Road to Pontevedra: Boddington 10-Mile Race reflection - Women’s Endurance running
- pippamarsden
- 3 days ago
- 3 min read

Boddington 10 Mile was never meant to be a peak race.
It was meant to be information.
A checkpoint on the road.A chance to practise execution.A moment to test whether the steady, unglamorous work of winter training is actually doing what it’s designed to do — build resilience, not just speed.
This race sits squarely in the middle of my Road to Pontevedra journey. Not the start. Not the destination. But an important moment to ask: are we moving in the right direction?
Why a 10-Mile Race Matters
Ten miles is an awkward distance.
It’s long enough that you can’t fake it.Short enough to tempt you into going out too hard.And just uncomfortable enough to expose cracks in pacing, fuelling, or patience.
From a training perspective, it sits beautifully between endurance and intensity — making it a powerful test of aerobic durability, pacing discipline, and mental restraint under pressure.
Exactly the qualities that matter when you’re building toward championship racing later in the season.
The Goal
My goal for Boddington was clear and specific:to break 8-minute miles consistently for all 10 miles.
It was ambitious, but realistic. A stretch goal that would tell me something meaningful either way. It excited me because the last time I was touching on these paces was my pre-triathlon days. I was just running, less intentionally, not at all strategically, 7 years younger and sub-4 hour marathon-fit. To revisit these paces with intention, strategy and knowledge, and to mix them with two other sports, plus strength training for long term health and perimenopause management is new territory for me, and it's exhilerating!

I started out slightly faster than target pace — not dramatically, but enough that I struggled to fully settle in the early stages. The first three miles felt unsettled, so I eased back toward goal pace and found a brief pocket of comfort.
But then my heart rate — and my internal signals — started telling a familiar story.
This was probably not a pace I could hold today.
Execution, Environment, and Effort
The course itself added another layer of complexity. A four-loop format of 2.5 miles meant repeated exposure to a long section that effectively acted as a wind tunnel. Holding a consistent pace and effort simply wasn’t possible, even though the course looked flat on paper.
And this is something I always find fascinating:
On a flat course, when you’re already pushing yourself, every slight incline and every headwind is suddenly magnified.
At halfway, my heart rate was touching 175 bpm — a number I know well.
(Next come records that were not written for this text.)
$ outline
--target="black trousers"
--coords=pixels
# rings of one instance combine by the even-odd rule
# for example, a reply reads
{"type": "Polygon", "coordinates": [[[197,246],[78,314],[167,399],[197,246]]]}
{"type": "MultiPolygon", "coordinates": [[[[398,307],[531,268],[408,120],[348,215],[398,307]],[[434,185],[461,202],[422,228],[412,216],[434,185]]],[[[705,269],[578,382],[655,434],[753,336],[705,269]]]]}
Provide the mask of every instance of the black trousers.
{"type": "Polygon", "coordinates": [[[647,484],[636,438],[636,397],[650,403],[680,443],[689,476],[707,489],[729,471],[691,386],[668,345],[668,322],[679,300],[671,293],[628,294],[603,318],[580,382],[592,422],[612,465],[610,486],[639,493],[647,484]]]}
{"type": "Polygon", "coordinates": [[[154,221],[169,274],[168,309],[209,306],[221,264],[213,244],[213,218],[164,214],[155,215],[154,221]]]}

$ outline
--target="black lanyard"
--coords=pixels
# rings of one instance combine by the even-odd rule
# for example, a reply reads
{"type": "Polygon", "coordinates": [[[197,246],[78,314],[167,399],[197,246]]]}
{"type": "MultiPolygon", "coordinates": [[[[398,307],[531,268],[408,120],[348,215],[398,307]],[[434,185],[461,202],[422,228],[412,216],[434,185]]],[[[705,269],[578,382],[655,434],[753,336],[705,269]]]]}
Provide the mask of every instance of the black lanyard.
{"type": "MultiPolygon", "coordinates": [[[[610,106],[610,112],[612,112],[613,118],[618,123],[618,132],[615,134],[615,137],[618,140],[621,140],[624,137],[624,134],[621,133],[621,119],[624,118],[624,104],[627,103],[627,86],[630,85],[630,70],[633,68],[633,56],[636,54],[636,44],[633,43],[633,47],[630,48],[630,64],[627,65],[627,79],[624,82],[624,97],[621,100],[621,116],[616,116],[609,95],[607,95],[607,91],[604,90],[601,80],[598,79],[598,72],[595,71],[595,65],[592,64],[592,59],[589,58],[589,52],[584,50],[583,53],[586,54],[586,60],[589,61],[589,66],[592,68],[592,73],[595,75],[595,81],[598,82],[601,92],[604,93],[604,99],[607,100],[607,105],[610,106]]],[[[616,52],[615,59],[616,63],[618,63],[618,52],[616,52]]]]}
For me, that’s the point where, without careful damage limitation, burnout is knocking on the door.
So I made a decision.
Rather than forcing the pace and risking a complete fade, I used the final four miles to monitor my heart rate closely and ease back just enough to stay in control.
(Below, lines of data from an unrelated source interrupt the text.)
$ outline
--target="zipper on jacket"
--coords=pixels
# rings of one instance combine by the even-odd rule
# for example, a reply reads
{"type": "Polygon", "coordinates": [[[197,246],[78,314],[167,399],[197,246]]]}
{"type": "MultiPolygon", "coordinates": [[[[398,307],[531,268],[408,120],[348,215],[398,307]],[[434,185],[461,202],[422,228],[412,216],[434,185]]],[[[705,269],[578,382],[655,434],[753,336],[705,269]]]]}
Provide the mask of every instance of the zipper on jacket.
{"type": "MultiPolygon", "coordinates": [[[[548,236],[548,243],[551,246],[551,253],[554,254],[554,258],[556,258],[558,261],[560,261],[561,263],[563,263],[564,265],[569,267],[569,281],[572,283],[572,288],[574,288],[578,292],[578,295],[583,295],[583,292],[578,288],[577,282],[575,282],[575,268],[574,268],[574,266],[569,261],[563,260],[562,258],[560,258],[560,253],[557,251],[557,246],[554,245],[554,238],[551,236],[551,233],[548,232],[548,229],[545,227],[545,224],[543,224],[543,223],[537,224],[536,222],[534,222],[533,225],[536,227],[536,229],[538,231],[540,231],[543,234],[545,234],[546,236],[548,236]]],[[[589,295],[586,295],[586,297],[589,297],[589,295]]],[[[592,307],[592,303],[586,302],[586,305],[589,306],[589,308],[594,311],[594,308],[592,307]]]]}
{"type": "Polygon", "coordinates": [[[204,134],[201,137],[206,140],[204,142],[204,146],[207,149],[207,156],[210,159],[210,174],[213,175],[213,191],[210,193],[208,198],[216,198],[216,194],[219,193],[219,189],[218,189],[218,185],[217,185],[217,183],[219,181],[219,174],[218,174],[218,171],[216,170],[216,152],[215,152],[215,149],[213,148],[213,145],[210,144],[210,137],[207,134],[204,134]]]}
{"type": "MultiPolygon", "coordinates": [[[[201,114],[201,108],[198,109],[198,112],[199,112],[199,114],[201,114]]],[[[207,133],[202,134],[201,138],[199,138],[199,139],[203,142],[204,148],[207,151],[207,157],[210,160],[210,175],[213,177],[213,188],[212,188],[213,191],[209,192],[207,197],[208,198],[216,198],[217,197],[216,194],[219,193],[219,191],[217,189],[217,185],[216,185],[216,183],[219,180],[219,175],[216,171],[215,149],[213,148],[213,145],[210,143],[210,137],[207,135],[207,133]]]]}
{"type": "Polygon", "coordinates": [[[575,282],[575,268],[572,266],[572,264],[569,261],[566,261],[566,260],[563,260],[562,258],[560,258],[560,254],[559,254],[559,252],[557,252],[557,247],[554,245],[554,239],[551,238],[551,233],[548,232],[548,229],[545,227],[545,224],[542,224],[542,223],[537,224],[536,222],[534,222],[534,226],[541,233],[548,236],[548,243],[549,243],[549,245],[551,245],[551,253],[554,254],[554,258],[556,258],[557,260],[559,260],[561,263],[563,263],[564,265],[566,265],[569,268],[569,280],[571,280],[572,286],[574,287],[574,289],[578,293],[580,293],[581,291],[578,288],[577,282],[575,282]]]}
The Result — and the Frustration
I crossed the line two seconds per mile slower than my goal pace.
On one level, I should be pleased.That margin tells me the goal was right — ambitious, but not unrealistic.
On another level, I’m frustrated.Because I was so close. Close enough to question whether it came down to execution, conditions, or simply not feeling quite on top form on the day.
But this is also the point of races like this.
They don’t just test fitness — they test judgement.
And sometimes the win isn’t forcing the outcome you want, but recognising where the edge is, managing the damage, and walking away with enough left to keep building.
What This Race Really Showed Me
Progress doesn’t always announce itself loudly.
Sometimes it looks like:
better pacing awareness
fewer emotional spikes when things feel hard
confidence in not reacting impulsively
There was no dramatic blow-up. No desperate hanging-on.Just a growing sense that the engine underneath is stronger than it used to be.
That’s the kind of progress you can build on.
The Bigger Picture
While this race sits within a competitive goal — arriving prepared for World Triathlon Championships — the principles behind it go far beyond racing.
This is the same approach I encourage inside Data Driven Wellness:
train with intent
use data as feedback, not judgement
respect recovery as part of performance
build fitness that supports your life, not consumes it
You don’t need a race number to benefit from this mindset. You just need a reason to pay attention.
Onwards
Boddington was a tick in the box — not because it was perfect, but because it was honest.
It confirmed what needs work. It validated what’s improving.And it reinforced that consistency, restraint, and curiosity are what move you forward over time.
The road to Pontevedra continues — steady, patient, and quietly confident.